Authors Khade P, Devarakonda S

Received 31 July 2017

Accepted for publication 28 November 2017

Published 16 February 2018 Volume 2018:11 Pages 29—32

DOI https://doi.org/10.2147/IMCRJ.S147815

Checked for plagiarism Yes

Review by Single anonymous peer review

Peer reviewer comments 2

Editor who approved publication: Professor Ronald Prineas



Parth Khade, Srinivas Devarakonda

Louisiana State University Health, Shreveport, LA, USA

Abstract: Renal cell carcinoma (RCC) is a common malignancy with high metastatic potential, primarily due to its extensive vascularity. Common sites of metastasis include lungs, bone, lymph nodes, liver, and brain. However, rare cases of metastasis to other sites including inguinal lymph nodes, peritoneum/mesentery, and orbit have been published in the literature. Herein, a unique case involving metastasis of RCC to the uvula is presented. The patient is a 55-year-old White female with a past medical history of stage 3 (T3aN0M0) RCC s/p nephrectomy 3 years prior to presentation. She had symptoms of a foreign body sensation at the back of her throat, and oropharyngeal examination revealed uvular erythematous mass with vascularity. Uvular biopsy and complete excision were performed, which revealed metastatic RCC. Palate biopsy was negative and revealed only squamous mucosa with mild chronic inflammation. To our knowledge, there is only one other documented case of RCC metastasis to the uvula in the literature.
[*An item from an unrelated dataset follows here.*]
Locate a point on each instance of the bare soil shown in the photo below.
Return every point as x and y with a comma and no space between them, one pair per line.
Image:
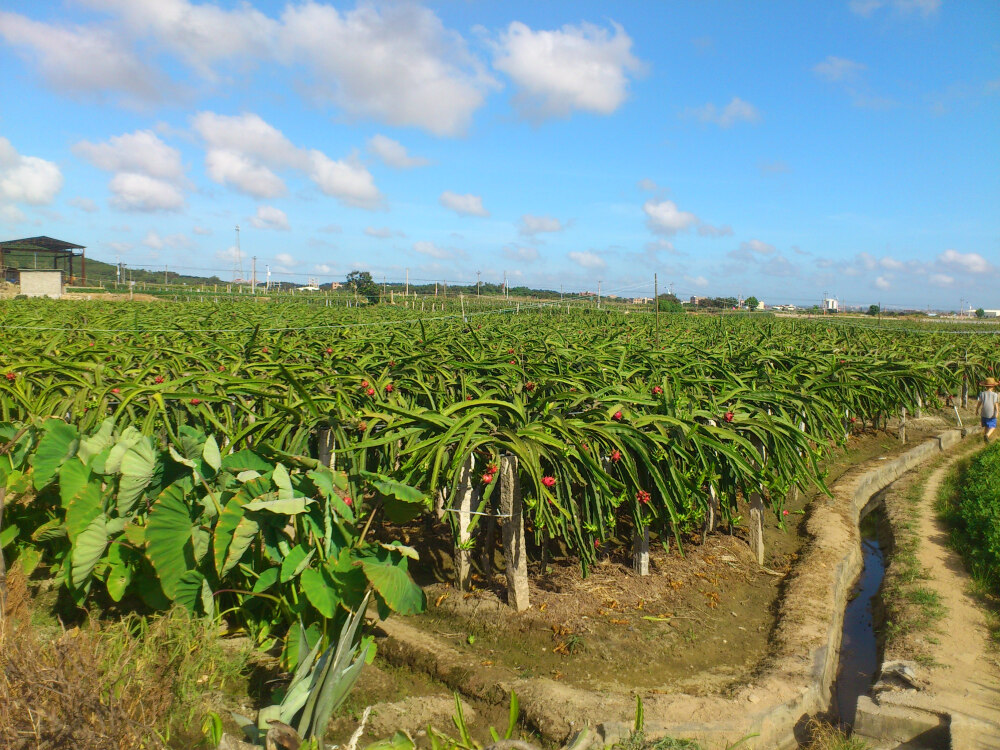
700,623
967,678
Keywords: kidney cancer, soft tissue, cancer, metastasis, vascular, palate

Introduction

Renal cell carcinoma (RCC) is a common malignancy with high metastatic potential, primarily due to its extensive vascularity. In 2017, there were ~64,000 estimated new cases of RCC in the US (representing 3.8% of all new cancer cases), resulting in 14,400 estimated deaths. Approximately 9,500 of these estimated deaths were noted to be in males, while ~5,000 were in females.1 Globally, RCC accounts for ~2% of all malignancies, with ~189,000 new cases annually. In the US, epidemiological data have shown that the incidence rates are higher among the African Americans compared to Caucasians. Established risk factors for RCC include tobacco, obesity (as measured by BMI), chronic hepatitis C, ionizing radiation, and end stage renal disease (ESRD).2 Histopathological subtypes of RCC include clear cell (60%–70%), papillary (5%–15%), chromophobic (5%–10%), oncocytic (5%–10%), and collecting duct (<1%).3 Common sites of metastasis include lungs, bone, lymph nodes, liver, and brain. However, there have been rare cases of metastases to other sites including inguinal lymph nodes, peritoneum/mesentery, and orbit published in the literature.46 Herein, a rare case involving metastasis of RCC to the uvula is presented.

Case presentation

This case report is about a 55-year-old White female with a PMH of RCC diagnosed 3 years prior to presentation with uvular metastasis. She was noted to have stage 3 RCC at the time of presentation (T3aN0M0). She had renal ultrasound that showed large 9.2 cm solid right renal mass without hydronephrosis and underwent right nephrectomy that revealed grade 3 clear cell carcinoma with extension of the mass into the renal sinus fat and some vascular invasion into the renal sinus, without renal vein invasion. Approximately 1 year after nephrectomy, computed tomography (CT) showed small nodule along the anterior aspect of the uncinate process of the pancreas, and biopsy revealed grade 2 metastatic RCC. Celiac axis lymph nodes were negative, and the patient underwent the Whipple procedure.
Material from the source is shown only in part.